27.01.2004 - Corporate-Publisher Schmitz blickt mit gemischten Gefühlen auf das Jahr 2004
Der Branchen-Oscar für die Unternehmenskommunikation geht in die heiße Phase: Bis zum 29. Februar läuft die Bewerbungsfrist für den Best of Corporate Publishing Award (BCP). Im BCP haben die Zeitschriften w&v, Horizont und Acquisa ihre früheren Wettbewerbe zusammengeführt. Zum ersten Mal können auch Mitarbeiterzeitschriften, Newsletter und Sonderpublikationen wie Jahrbücher oder Corporate Books eingereicht werden.
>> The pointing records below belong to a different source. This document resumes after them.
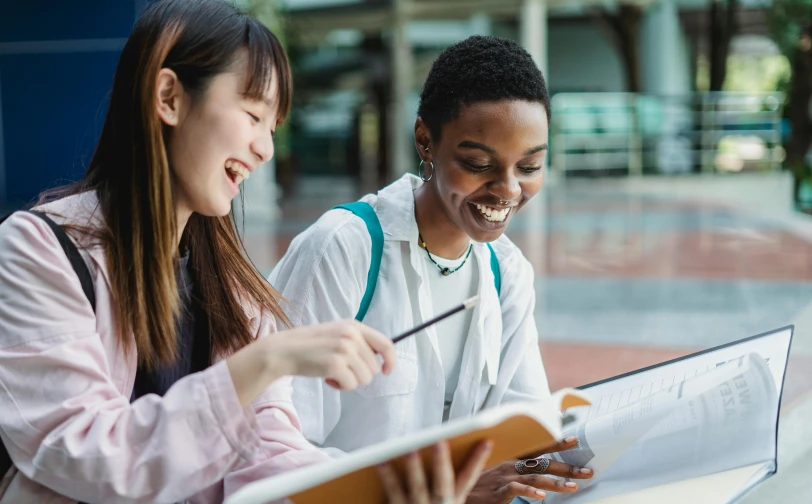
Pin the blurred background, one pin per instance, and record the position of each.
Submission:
(673, 216)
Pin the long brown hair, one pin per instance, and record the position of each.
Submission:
(129, 171)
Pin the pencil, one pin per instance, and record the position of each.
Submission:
(466, 305)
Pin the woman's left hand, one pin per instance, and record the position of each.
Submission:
(501, 483)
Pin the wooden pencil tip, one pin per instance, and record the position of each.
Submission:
(471, 302)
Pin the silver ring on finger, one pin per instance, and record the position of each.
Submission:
(532, 466)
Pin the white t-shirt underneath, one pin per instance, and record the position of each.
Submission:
(446, 293)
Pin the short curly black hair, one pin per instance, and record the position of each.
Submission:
(479, 69)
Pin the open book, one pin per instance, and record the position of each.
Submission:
(516, 429)
(702, 428)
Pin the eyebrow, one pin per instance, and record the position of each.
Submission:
(468, 144)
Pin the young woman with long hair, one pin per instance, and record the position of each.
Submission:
(159, 375)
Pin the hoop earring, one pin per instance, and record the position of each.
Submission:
(420, 171)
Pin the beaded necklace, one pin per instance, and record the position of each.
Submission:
(445, 271)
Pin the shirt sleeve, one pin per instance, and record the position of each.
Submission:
(323, 276)
(521, 373)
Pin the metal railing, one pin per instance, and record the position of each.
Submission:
(643, 133)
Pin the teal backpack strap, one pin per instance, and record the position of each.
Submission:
(364, 211)
(497, 275)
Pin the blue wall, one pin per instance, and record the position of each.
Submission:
(57, 60)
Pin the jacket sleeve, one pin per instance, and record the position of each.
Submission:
(65, 423)
(323, 276)
(282, 445)
(521, 373)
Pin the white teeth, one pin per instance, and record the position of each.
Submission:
(237, 168)
(492, 214)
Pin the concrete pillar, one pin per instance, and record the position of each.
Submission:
(481, 24)
(402, 75)
(533, 37)
(533, 31)
(664, 55)
(666, 74)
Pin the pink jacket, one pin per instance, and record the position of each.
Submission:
(65, 415)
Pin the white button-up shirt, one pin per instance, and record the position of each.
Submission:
(324, 276)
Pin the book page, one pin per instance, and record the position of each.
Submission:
(707, 413)
(715, 421)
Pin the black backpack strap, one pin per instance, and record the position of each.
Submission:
(80, 267)
(75, 258)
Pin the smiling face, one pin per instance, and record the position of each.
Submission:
(217, 140)
(488, 163)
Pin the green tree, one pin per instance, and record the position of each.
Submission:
(791, 26)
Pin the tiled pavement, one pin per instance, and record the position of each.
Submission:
(626, 279)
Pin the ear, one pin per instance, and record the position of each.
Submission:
(422, 140)
(168, 94)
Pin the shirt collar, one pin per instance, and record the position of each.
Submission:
(395, 208)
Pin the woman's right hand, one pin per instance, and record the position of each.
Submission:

Prämiert werden Teilehmer in den Kategorien Business-to-Business (B-to-B) und Business to Consumer (B-to-C). "Die Gewinner sind Trendsetter", sagt Thomas Schmitz, BCP-Beiratsmitglied und Geschäftsführer von Schmitz.komm. Dennoch haben die meisten kein gutes Standing im Marketingmix. ONEtoONE sprach mit Schmitz und seinem Kreativdirektor Michael Weilandt über Freud und Leid der Unternehmenskommunikateure und ihre Perspektiven für 2004.
ONEtoONE: Was erwarten die Corporate Publisher vom neuen Jahr?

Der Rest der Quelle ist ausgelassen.